Daily Archives: March 8, 2008


Nullify the Drug War

In an essay in Time magazine 4 of the writers of The Wire commit:

If asked to serve on a jury deliberating a violation of state or federal drug laws, we will vote to acquit, regardless of the evidence presented. Save for a prosecution in which acts of violence or intended violence are alleged, we will — to borrow Justice Harry Blackmun’s manifesto against the death penalty — no longer tinker with the machinery of the drug war. No longer can we collaborate with a government that uses nonviolent drug offenses to fill prisons with its poorest, most damaged and most desperate citizens.

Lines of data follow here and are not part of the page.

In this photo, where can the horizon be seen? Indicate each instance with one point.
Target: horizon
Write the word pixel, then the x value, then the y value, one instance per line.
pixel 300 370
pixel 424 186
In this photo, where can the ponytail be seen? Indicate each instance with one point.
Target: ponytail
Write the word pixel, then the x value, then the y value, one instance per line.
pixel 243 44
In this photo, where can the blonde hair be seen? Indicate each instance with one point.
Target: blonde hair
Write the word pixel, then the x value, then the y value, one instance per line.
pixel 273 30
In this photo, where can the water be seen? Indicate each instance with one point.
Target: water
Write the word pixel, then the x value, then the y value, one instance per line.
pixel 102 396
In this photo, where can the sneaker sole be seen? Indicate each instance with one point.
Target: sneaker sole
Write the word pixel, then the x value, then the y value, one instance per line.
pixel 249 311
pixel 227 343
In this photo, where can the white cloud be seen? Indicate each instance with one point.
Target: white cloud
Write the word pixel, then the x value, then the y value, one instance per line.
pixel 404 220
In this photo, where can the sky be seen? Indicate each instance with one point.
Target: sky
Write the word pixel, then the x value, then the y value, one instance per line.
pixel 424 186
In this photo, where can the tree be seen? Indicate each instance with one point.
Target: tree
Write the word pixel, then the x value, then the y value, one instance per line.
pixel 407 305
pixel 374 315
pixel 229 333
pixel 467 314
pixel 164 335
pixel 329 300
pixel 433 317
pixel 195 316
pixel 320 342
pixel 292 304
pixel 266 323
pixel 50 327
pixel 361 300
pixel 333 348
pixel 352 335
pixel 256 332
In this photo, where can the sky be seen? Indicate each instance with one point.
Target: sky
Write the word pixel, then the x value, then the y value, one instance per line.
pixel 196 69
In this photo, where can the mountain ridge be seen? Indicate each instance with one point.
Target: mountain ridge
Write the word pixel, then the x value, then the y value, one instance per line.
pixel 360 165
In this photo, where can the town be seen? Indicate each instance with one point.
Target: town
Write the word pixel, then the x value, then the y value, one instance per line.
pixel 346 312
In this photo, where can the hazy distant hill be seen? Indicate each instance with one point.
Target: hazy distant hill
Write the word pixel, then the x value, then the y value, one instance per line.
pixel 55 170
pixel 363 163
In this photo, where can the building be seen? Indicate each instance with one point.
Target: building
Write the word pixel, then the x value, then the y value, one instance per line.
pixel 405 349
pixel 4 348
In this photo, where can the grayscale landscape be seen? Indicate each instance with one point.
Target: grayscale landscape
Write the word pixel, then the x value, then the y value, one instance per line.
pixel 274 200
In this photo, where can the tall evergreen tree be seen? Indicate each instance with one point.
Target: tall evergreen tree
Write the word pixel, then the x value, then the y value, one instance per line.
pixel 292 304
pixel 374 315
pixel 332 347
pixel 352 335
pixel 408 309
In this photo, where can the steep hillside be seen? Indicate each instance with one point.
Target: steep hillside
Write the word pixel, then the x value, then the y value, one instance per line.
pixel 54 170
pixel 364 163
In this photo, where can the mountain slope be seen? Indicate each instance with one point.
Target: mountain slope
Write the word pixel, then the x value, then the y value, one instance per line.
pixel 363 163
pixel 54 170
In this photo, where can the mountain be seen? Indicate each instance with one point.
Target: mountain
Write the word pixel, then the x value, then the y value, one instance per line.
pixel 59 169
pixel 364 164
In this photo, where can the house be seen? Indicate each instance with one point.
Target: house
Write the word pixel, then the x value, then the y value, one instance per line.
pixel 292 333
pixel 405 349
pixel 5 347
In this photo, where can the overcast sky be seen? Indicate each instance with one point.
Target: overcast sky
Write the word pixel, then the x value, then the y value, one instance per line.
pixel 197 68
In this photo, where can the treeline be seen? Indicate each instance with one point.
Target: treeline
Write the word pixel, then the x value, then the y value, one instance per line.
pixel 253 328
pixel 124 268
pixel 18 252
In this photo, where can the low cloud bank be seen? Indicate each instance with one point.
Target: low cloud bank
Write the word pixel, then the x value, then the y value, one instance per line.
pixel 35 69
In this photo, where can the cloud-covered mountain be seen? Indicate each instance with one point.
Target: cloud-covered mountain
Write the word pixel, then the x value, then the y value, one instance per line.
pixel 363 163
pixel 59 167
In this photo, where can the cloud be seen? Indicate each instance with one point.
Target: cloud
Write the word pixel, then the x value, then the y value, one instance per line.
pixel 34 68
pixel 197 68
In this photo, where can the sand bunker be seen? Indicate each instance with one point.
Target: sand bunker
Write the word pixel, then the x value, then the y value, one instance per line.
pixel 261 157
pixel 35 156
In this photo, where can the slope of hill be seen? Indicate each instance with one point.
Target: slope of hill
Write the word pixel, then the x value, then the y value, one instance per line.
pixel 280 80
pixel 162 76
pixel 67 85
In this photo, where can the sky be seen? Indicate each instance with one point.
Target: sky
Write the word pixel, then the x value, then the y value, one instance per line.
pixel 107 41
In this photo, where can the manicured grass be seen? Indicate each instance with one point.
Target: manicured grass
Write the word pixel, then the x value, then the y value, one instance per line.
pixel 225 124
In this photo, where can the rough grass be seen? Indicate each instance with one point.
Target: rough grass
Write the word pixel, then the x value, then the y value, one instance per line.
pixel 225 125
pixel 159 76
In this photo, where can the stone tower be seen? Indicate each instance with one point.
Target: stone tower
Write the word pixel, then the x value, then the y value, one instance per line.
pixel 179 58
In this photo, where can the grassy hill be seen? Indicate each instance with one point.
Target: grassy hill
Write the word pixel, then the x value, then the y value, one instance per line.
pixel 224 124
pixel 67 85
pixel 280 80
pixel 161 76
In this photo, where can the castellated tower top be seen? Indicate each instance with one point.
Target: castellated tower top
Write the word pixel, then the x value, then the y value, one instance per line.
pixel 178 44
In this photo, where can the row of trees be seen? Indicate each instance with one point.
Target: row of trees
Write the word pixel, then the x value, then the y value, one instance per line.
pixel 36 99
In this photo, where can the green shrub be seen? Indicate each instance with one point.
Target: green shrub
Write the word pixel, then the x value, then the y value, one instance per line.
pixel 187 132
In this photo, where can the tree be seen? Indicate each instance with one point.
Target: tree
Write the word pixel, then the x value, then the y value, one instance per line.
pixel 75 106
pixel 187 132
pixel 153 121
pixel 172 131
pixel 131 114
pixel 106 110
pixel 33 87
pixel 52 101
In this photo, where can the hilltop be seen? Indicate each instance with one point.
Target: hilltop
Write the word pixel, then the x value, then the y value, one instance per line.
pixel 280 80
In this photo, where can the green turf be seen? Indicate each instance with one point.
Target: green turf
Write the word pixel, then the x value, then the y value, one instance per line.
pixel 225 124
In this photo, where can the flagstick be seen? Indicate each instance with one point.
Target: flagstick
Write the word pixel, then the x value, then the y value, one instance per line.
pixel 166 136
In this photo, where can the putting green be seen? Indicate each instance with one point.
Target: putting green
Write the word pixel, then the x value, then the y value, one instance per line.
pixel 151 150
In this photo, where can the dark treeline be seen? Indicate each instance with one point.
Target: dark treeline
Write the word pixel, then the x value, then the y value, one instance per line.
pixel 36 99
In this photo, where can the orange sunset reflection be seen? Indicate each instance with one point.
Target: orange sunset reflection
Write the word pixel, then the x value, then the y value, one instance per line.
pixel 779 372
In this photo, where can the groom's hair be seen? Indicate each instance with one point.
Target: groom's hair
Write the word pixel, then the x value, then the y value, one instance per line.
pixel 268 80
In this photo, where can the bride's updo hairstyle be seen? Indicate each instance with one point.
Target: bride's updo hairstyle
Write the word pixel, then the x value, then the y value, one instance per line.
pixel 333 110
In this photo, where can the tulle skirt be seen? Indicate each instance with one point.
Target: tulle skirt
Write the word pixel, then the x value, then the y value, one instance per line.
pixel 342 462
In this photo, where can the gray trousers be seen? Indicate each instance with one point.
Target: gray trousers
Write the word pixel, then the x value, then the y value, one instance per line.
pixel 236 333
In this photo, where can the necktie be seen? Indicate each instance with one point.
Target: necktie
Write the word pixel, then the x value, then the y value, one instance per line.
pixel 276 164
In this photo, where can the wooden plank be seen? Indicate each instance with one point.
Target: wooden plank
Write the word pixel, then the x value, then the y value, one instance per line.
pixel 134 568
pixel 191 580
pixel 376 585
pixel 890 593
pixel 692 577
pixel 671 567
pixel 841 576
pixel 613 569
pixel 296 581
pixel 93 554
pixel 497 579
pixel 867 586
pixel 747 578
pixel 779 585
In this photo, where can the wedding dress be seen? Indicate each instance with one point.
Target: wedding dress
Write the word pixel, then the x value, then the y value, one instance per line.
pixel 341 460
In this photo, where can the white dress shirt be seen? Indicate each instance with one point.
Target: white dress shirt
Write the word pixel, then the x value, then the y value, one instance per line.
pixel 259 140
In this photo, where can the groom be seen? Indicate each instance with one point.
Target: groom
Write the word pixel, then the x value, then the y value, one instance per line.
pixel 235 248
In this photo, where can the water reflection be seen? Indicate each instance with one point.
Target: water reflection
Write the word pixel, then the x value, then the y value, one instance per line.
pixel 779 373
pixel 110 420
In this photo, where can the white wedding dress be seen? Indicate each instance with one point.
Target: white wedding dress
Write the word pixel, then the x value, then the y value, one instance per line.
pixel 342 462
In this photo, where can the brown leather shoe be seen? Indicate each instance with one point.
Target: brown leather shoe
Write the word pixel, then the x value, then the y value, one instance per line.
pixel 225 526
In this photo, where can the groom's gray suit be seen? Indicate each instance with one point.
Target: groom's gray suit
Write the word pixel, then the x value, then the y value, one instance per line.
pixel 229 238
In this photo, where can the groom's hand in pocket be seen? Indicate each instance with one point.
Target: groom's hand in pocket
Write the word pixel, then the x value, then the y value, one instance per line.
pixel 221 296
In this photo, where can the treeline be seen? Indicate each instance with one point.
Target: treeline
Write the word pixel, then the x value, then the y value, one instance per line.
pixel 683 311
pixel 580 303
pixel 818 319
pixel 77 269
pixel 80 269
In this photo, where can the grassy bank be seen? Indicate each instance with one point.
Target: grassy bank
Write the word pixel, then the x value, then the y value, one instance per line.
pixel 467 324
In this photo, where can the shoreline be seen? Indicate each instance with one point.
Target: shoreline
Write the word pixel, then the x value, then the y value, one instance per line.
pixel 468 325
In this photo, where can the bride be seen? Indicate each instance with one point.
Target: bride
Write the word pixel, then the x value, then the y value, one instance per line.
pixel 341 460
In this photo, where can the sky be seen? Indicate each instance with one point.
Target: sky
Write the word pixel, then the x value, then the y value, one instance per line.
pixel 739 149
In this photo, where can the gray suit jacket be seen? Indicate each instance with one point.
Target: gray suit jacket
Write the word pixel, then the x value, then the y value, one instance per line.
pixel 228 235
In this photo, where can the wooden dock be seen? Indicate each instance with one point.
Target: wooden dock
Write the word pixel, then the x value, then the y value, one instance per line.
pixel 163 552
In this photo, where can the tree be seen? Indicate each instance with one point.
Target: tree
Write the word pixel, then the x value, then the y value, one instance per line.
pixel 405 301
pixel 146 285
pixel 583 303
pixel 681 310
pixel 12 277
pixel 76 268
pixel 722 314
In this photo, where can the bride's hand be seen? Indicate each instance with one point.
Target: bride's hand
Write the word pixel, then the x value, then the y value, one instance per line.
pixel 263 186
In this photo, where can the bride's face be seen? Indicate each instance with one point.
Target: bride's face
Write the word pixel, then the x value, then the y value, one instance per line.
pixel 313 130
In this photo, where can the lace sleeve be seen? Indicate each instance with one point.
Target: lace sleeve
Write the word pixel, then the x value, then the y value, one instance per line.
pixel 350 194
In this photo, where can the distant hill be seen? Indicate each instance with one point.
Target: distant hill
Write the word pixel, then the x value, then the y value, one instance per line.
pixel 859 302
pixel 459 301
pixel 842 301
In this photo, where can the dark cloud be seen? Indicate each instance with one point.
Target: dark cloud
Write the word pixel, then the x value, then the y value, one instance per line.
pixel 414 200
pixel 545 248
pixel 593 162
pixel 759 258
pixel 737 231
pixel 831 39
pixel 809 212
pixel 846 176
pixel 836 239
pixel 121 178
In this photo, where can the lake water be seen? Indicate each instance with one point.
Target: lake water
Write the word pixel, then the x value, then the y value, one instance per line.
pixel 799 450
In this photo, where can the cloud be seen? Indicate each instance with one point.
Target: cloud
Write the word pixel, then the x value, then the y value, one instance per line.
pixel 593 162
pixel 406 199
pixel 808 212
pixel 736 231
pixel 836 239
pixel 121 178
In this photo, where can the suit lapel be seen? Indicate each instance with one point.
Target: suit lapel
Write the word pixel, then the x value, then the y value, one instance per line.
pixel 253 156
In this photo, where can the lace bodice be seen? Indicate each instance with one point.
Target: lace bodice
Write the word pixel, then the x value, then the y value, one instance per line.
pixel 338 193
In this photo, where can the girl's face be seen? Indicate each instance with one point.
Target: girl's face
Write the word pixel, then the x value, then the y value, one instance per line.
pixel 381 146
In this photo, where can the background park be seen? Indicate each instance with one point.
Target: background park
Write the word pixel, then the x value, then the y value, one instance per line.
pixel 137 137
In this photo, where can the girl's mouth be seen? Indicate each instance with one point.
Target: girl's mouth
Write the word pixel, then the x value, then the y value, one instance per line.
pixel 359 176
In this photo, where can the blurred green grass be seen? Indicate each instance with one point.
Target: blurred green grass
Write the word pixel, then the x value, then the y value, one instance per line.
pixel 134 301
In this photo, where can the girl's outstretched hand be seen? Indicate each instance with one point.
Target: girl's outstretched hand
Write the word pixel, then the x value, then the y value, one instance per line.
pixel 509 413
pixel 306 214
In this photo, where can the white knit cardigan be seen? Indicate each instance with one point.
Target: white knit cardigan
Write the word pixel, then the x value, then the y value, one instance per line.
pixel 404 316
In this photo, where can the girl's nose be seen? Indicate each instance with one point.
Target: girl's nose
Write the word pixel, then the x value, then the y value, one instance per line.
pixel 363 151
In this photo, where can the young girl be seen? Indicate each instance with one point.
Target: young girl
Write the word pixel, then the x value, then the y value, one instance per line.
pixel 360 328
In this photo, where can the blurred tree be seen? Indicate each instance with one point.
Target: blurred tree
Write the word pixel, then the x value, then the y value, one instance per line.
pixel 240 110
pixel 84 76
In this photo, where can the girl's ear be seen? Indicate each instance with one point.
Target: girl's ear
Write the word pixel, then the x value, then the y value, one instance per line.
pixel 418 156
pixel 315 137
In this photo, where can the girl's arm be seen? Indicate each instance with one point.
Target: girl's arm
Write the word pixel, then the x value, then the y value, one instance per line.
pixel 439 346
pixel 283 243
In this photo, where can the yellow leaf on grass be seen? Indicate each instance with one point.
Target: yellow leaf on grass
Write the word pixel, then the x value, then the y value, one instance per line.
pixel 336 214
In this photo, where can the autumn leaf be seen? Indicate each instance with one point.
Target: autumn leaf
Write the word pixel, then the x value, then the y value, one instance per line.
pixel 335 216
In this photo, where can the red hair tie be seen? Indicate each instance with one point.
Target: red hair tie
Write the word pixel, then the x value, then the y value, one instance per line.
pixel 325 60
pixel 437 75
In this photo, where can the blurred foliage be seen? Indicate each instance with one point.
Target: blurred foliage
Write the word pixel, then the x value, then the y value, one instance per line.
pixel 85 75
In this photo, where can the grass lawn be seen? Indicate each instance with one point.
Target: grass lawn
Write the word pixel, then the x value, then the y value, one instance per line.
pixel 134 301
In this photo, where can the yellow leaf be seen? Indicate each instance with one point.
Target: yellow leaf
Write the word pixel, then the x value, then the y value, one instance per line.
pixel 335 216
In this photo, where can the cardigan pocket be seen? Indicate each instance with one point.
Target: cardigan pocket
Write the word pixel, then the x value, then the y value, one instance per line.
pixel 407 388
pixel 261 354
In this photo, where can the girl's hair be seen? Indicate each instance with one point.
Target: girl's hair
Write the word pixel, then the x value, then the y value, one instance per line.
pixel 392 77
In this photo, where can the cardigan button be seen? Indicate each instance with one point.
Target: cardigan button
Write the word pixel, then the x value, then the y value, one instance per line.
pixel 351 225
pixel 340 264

One of the writers, Dennis Lehane, was interviewed today on NPR by Scott Simon. It is well worth the 4 minutes.
Here is one of the exchanges:

SS: Some of the most articulate and passionate proponents of drugs laws and, in fact, fierce and aggressive police action to enforce the drug laws are people who live in inner city communities…who say drugs have ravaged our neighborhood. They’ve taken almost half of an entire generation from us. We have to stamp this out.
DL: There is absolutely no way I can argue against that argument. I am not argueing for mass legalization of drugs. I’m argueing for a different, more common sense approach to the drug war, if you will. And, saying, I don’t believe that the drug war as it is being fought now is working is working.

Since Dennis won’t argue let me, in radio sound bite form, do it for him.
The drug war is the monster that has ravaged your neighborhoods. End it and you will be able to reclaim your neighborhoods. To end it you must hold accountable the stakeholders in the drug war: the politicians, the DEA, the police departments and prison industry whose livelihoods depend on ravaging your neighborhood. The blood is on their hands.
If the drugs had been available in the corner drug store like beer or the liquor store like Jack Daniels you would not have lost half of an entire generation. Yes, prohibition must end; there must be mass legalization.
Would folks still use and abuse drugs? Sure. Just like folks, including most of the drug war stakeholders, use and abuse alcohol.
What you would not have is drug war related brutality in your neighborhoods, 1 in 15 of your young men in penal institutions, or drug gang related mayhem throughout much of the world.

Take one small step to End it now! Vote to acquit when there is no violence involved.

On a related note see these posts on jury nullification by Radley Balko.

I’d certainly do this. If only I’d get called to jury duty. I’ve been around long enough that you’d think it would happen, but no. In the meantime Mrs Modulator has been called many times.